Healthy Happy Intimate HHIA Relationships 60

Maintaining the Vibe

Caring

Caring: having a liking, or fondness; feeling trouble or anxiety; having an inclination; feeling interest or concern

Paraphrased from Merriam Webster

This is Sean back again! We are here discovering are communication possibilities while seeking company, devotion,and tenderness in HHIA relationships.   

In other words, we are imagining who we can be and what we can share with each other in our quest for love and understanding.

Truthfully, we care about a lot of people. We care about our friends, family, coworkers, “love” interests and ourselves and not necessarily in this order. ?

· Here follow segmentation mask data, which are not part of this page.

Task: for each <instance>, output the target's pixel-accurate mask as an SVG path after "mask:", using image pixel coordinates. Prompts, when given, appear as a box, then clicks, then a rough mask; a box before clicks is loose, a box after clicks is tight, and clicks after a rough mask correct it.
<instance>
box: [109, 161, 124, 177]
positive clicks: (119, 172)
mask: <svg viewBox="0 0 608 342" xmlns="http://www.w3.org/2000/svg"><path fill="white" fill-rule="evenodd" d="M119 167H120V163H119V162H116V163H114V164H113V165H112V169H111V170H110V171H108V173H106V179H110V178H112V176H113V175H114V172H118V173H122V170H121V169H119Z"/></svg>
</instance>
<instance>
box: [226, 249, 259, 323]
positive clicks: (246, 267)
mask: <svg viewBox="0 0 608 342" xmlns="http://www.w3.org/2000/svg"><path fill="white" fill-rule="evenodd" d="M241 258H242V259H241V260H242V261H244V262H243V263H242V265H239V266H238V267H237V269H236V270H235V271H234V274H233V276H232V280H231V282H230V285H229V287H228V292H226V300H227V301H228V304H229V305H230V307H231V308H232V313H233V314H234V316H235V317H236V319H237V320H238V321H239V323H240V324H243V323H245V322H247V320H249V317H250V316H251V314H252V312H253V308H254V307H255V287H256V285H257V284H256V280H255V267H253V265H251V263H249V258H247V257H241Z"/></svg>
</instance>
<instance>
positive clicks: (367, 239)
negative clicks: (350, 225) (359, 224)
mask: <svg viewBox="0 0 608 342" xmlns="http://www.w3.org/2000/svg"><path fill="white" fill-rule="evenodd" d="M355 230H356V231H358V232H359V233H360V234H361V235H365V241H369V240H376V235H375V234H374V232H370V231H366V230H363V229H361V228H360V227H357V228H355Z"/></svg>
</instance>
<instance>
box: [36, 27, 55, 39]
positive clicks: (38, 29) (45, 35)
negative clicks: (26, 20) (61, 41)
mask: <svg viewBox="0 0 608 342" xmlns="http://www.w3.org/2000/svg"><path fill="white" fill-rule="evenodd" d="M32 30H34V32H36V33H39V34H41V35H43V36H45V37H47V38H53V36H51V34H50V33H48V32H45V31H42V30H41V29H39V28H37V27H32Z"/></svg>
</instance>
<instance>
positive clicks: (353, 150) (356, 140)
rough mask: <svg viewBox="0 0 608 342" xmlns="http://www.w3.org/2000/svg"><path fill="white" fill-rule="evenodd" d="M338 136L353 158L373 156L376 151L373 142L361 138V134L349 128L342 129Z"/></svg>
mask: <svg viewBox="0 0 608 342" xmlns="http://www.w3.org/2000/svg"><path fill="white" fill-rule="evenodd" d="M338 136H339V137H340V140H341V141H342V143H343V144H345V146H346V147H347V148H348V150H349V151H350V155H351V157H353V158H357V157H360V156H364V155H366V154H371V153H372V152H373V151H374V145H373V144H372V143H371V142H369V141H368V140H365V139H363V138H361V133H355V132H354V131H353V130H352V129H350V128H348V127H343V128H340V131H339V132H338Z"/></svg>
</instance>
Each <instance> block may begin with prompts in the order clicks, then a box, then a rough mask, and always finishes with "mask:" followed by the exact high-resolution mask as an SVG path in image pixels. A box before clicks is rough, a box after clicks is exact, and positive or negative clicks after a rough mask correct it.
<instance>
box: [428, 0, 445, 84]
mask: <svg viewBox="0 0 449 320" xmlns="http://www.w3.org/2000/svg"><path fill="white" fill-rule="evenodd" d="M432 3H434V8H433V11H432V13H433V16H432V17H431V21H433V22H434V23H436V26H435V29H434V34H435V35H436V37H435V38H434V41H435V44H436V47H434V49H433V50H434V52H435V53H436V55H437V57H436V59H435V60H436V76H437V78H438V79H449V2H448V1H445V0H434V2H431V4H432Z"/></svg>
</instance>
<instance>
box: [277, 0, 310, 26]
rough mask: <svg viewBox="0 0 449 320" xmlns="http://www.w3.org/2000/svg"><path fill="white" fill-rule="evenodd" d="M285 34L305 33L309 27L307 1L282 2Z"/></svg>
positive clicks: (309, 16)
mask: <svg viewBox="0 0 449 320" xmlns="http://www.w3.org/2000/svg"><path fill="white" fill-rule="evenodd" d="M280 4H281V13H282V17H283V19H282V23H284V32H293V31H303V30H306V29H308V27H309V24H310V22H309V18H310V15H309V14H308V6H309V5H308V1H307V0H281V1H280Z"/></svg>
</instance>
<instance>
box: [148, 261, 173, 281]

Photo by  Christopher Risch on Scopio

Different Levels

You can’t have it all, all at once. Who – man or woman – has it all, all at once? Over my lifespan, I think I have had it all. But in different periods of time, things were rough. And if you have a caring life partner, you help the other person when that person needs it.

Ruth Bader Ginsburg

Caring encompasses four different levels of experience and existence:

  • Physical – We care about physical safety, nourishment and comfort.
  • Mental – We care about thoughts ideas, and communication.
  • Emotional – We care about the feelings, intuition and nurturing of ourselves and others.
  • Spiritual – We care about our spirits, souls, creativity and/or inner peace.  

Quite frankly, our current relationship reality is less significant than our desire for connection and courtesy.

In other words, our caring for one another is real, genuine and significant. Caring affects how we feel, experience and react to each other. Simultaneously, we are able to improve our relationships through communication.  

On the one hand, acknowledgment of our caring can help us to better understand our own feeling and reactions. On the other hand, this only helps us and not our friends, family or significant others.

Photo by Марина Ефанова on Scopio

A simple turn of a phrase can seem insignificant, cheesy, or simply over-simplified. At the same time, they can still be true, for example:

“Sharing is Caring!”

In this vein we can talk about sharing being a fundamental aspect of caring as well as the notion that caring is sharing, as well.   

I believe in the power of ideas. I believe in the power of sharing knowledge.

Ory Okolloh

And how exactly do we share our caring? Here are a few possibilities:

  • A Kiss
  • Touching
  • A Hug
  • Offering Help or Support
  • Sharing
  • Taking Time
  • Making Space
  • Having a Conversation
  • Giving a Compliment
  • Saying Hello
  • Listening
  • Holding on
  • Letting go
  • Paying Attention… and responding in kind.

Sharing our “caring” includes paying attention to our friends, family and significant others and responding in a supportive and beneficial manner.

Photo by Kenji Tanimura on Scopio

Ourselves & Others

This does not mean ignoring our desires or interests. Frankly, caring encourages us to communicate and reveal ourselves to one another deepening and strengthening our connections.    

Caring starts with ourselves and our desires and interests. In relationship caring is chiefly focused on our partners and significant others. When we care we want the best for them. At the same time, we also want the best for ourselves. Sharing helps us to find and or discover the best for both of us.

That’s all for now!

This is Sean. Care & Share a little more this week (with yourself and with those who are important to you) this week and see what happens.